TBH I don't mind the gardening events, it's the crafting-only events I dislike. Having this Mario event with 3 different types of mushrooms and so much stuff to craft in a limited amount of days stresses me out so badly and it's no fun. Also, with a maximum of 3 crafting spots (and I only have 2 because I'm too cheap to use my leaf tickets to buy the third lol) it can be tedious to wait for the items to finish crafting so you can craft more. I don't even want to display the Mario stuff but I feel like I need to craft it anyway before it's gone forever (I know there's a lil disclaimer saying limited time items might become available again in the future but as far as I know that hasn't happened yet).


----------



## Vonny (Apr 2, 2018)

Agreed 100%

But these events get us to play more and they won’t stop now because they found our weakness. Same with leaf ticket craft items.  We should all go on strike and give the app 1 star or something


----------



## kayleee (Apr 3, 2018)

I like the pace that they are releasing new content. I’m level 92 so I don’t have much else to do in the game when there isn’t an event occurring


----------



## tiffanistarr (Apr 3, 2018)

I haven't played Pocket Camp since the week it came out. I just didn't see the point in doing repetitive tasks for villagers, I don't see the fun in that.  Then I heard that lots of things have been added and it's really fun now. I started playing again this week but the gardening event for Easter is not fun to me. I love the items you get but I'm just having a hard time getting into the game. What are other events they had? Were any of them more fun than this? I wanted so bad to get into Pocket Camp but I'm having a hard time doing so


----------



## Sowelu (Apr 3, 2018)

Planting, harvesting and watering is a lot quicker now, so there is plenty of time to complete the events. It's even easier to see what your friends have in their market boxes if you run out of time to fish and gather fruit. With the enhancements that Nintendo has made, you don't need to spend leaf tickets or play 24/7 to complete these events in time. 

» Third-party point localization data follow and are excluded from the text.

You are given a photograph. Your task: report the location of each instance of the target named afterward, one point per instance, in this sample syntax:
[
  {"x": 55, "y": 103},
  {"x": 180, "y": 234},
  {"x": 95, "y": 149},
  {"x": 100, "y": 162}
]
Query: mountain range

Now, are these events a bit repetitive? Perhaps, but the items that you get are cool and get the creative juices flowing when it's time to change your campsite design. I also like to share creatures with friends during these events, and checkout what they are doing with their spaces as these events tend to drive more traffic to other player's campsites.


----------



## Cuka2cool (Apr 3, 2018)

It’s not that I can’t complete the events I always do but I want to enjoy the game.  Not rush to finish events


----------



## Paperboy012305 (Apr 4, 2018)

I feel those events are a lazy move, I suggest an event to where you play mini games to earn crafting items but you don’t use them to craft items. For example, the brake tapper.


----------



## Cuka2cool (Apr 4, 2018)

I completely agree with that do something fun, I enjoyed the fishing tourney but I don’t want them to do it so much I grow bored of it


----------